Outra área que está em crescimento entre os atletas é a da performance física, que trabalha a melhoria de processos relacionados ao corpo focado em maior desempenho dentro das quatro linhas.
Porém, de acordo com o preparador físico Victor Fernandes, o foco não é resumido apenas na performance em campo, mas também na saúde do jogador.
"O ponto maior, além da performance, é a saúde. A gente sabe que trabalhar em alto rendimento, ser exigido no seu máximo, muitas vezes ultrapassa limites físicos e emocionais.
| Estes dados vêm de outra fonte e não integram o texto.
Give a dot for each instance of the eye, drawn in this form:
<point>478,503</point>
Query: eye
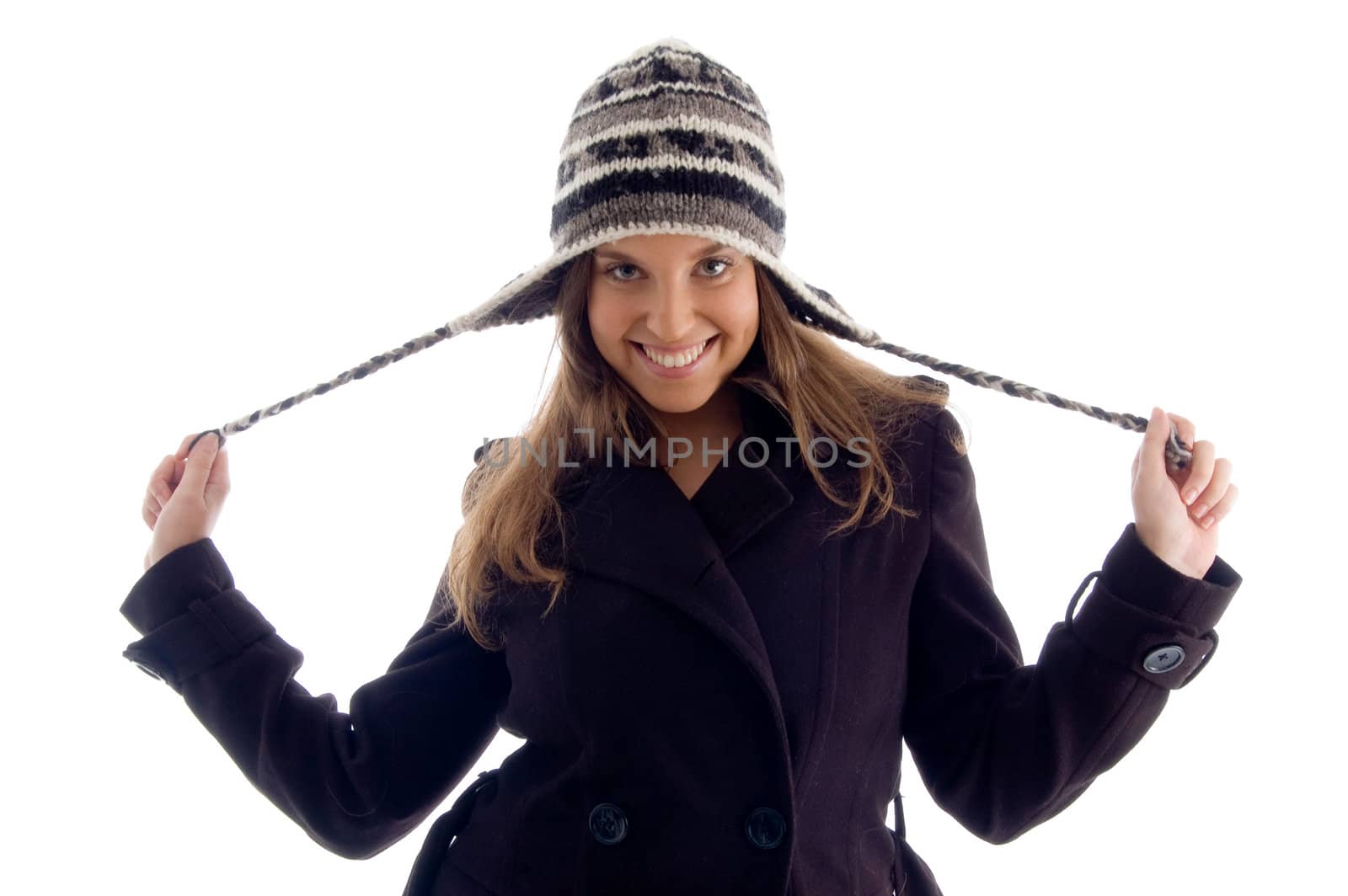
<point>610,271</point>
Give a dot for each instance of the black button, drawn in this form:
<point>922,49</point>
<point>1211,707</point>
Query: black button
<point>765,828</point>
<point>608,824</point>
<point>1163,659</point>
<point>148,671</point>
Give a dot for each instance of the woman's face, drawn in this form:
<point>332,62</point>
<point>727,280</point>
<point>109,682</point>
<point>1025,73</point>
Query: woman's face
<point>685,300</point>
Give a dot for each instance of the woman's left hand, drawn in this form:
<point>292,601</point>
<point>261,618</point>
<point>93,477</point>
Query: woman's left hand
<point>1179,512</point>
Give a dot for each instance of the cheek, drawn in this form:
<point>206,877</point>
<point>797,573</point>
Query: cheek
<point>608,323</point>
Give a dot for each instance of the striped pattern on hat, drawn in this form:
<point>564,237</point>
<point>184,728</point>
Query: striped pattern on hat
<point>669,141</point>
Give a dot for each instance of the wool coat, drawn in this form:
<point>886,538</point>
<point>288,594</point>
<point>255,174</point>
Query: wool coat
<point>719,702</point>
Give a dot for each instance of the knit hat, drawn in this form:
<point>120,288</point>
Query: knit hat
<point>669,141</point>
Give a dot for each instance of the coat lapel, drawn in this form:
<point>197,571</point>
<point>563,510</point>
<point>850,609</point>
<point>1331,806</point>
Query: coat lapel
<point>634,525</point>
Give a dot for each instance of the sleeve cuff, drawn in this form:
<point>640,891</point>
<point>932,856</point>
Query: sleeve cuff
<point>1132,573</point>
<point>165,592</point>
<point>1149,616</point>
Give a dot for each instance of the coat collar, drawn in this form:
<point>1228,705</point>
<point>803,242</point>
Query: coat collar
<point>634,525</point>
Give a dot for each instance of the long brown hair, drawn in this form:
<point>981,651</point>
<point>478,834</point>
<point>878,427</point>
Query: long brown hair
<point>512,512</point>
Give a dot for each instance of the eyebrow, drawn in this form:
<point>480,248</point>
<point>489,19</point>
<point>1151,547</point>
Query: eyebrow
<point>705,249</point>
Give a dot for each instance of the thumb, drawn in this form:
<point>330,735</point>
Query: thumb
<point>201,455</point>
<point>1154,442</point>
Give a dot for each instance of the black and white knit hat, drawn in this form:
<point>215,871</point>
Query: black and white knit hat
<point>669,141</point>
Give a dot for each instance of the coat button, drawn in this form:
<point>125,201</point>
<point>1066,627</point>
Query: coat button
<point>1163,659</point>
<point>148,671</point>
<point>765,828</point>
<point>608,824</point>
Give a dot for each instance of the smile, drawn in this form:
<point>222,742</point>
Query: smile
<point>673,364</point>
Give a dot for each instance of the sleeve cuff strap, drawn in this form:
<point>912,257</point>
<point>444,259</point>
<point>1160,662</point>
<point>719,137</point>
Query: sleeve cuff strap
<point>1157,648</point>
<point>192,572</point>
<point>211,631</point>
<point>1137,576</point>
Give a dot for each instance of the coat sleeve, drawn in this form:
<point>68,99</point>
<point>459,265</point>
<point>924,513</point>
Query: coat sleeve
<point>1003,745</point>
<point>355,781</point>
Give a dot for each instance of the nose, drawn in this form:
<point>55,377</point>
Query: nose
<point>673,314</point>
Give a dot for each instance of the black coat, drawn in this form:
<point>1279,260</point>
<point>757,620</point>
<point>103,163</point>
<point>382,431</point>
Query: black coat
<point>719,702</point>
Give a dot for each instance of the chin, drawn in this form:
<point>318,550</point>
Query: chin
<point>677,401</point>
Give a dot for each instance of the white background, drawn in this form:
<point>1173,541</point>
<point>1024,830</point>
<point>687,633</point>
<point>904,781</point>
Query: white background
<point>208,208</point>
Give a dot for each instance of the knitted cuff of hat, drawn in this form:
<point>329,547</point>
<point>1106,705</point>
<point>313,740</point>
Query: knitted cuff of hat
<point>669,141</point>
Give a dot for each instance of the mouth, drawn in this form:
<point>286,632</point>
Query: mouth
<point>674,363</point>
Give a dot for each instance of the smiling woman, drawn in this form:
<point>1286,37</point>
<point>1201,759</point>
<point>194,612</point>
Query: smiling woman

Nosso trabalho vai além de fazer o jogador ter boas atuações, mas também ter uma vida saudável em casa com a família, com os companheiros e, principalmente, com ele mesmo", explica.
Victor trabalha diretamente com jogadores conhecidos nacionalmente, como Éderson, que atualmente defende a Atalanta, Lucas Mugni (Ceará), Osvaldo (Vitória), Felipe Jonatan (Fortaleza), entre outros.
Para Victor, a atividade mais relevante da performance é levar o atleta a trabalhar em cima do que é considerado "desconfortável" para ele, pois, com isso, a capacidade será aumentada no futuro.
"Cada atleta possui dificuldades de acordo com sua cultura, daquilo que ele criou como hábito desde a infância. Tem muitos atletas que têm problemas com peso, sono, excesso de treino etc. O mais importante do nosso trabalho é identificar as demandas específicas de cada indivíduo e trabalhar em cima do desconforto. Aquilo que é desconfortável é o que vai fazer com que ele saia do seu limite momentâneo e consiga aumentar a capacidade dele", finalizou o preparador.